Michael Wei
Michael Wei

Reputation: 43

Replace Text In All files Within a Directory/Subdirectories In Emacs?

I need to replace a certain string in all the files within a directory, which has subdirectories with files also needing to be replaced. Is there a way to accomplish this in Emacs?

Upvotes: 4

Views: 2620

Answers (3)

Xah Lee
Xah Lee

Reputation: 17555

Plain emacs:

  • Call dired to list files in dir, or call find-dired if you need all subdirectories.
  • Mark the files you want. You can mark by regex by typing 【% m】.
  • Type Q to call dired-do-query-replace-regexp.
  • Type your find regex and replace string. 〔➤see common elisp regex pattern〕
  • For each occurrence, type y to replace, n to skip. Type 【Ctrl+g】 to abort the whole operation.
  • Type ! to replace all occurrences in current file without asking, N to skip all possible replacement for rest of the current file. (N is emacs 23 only)
  • To do the replacement on all files without further asking, type Y. (Emacs 23 only)
  • Call ibuffer to list all opened files.
  • Type 【* u】 to mark all unsaved files, type S to save all marked files, type D to close them all.

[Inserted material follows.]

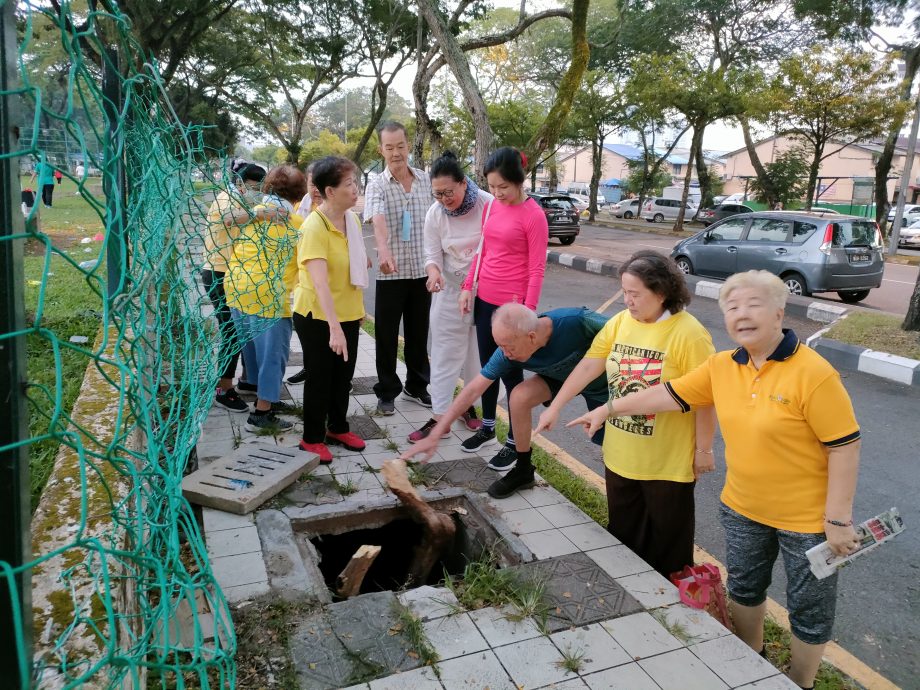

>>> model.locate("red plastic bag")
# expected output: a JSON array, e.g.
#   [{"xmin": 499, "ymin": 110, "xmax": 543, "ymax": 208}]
[{"xmin": 671, "ymin": 563, "xmax": 732, "ymax": 630}]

more detail at http://ergoemacs.org/emacs/find_replace_inter.html


Alternatively, I wrote a package just for this. See: http://ergoemacs.org/emacs/elisp-xah-find-text.html I arrived it after 5 years trial'n'error of all ways to do this.

It's entirely implemented in emacs lisp, not dependent on shell find/grep/sed etc. So works fine in Windows. Also, it does find/replace in one shot, with colored report. So it's fast and lets you quickly check result just in case. Backup is optionally made.

Upvotes: 4

jpkotta
jpkotta

Reputation: 9437

I generally do this the way @lawlist suggests. Here it is step-by-step:

  1. Install wgrep from Melpa or some other way. I recommend also wgrep-ag and ag if you use The Silver Searcher.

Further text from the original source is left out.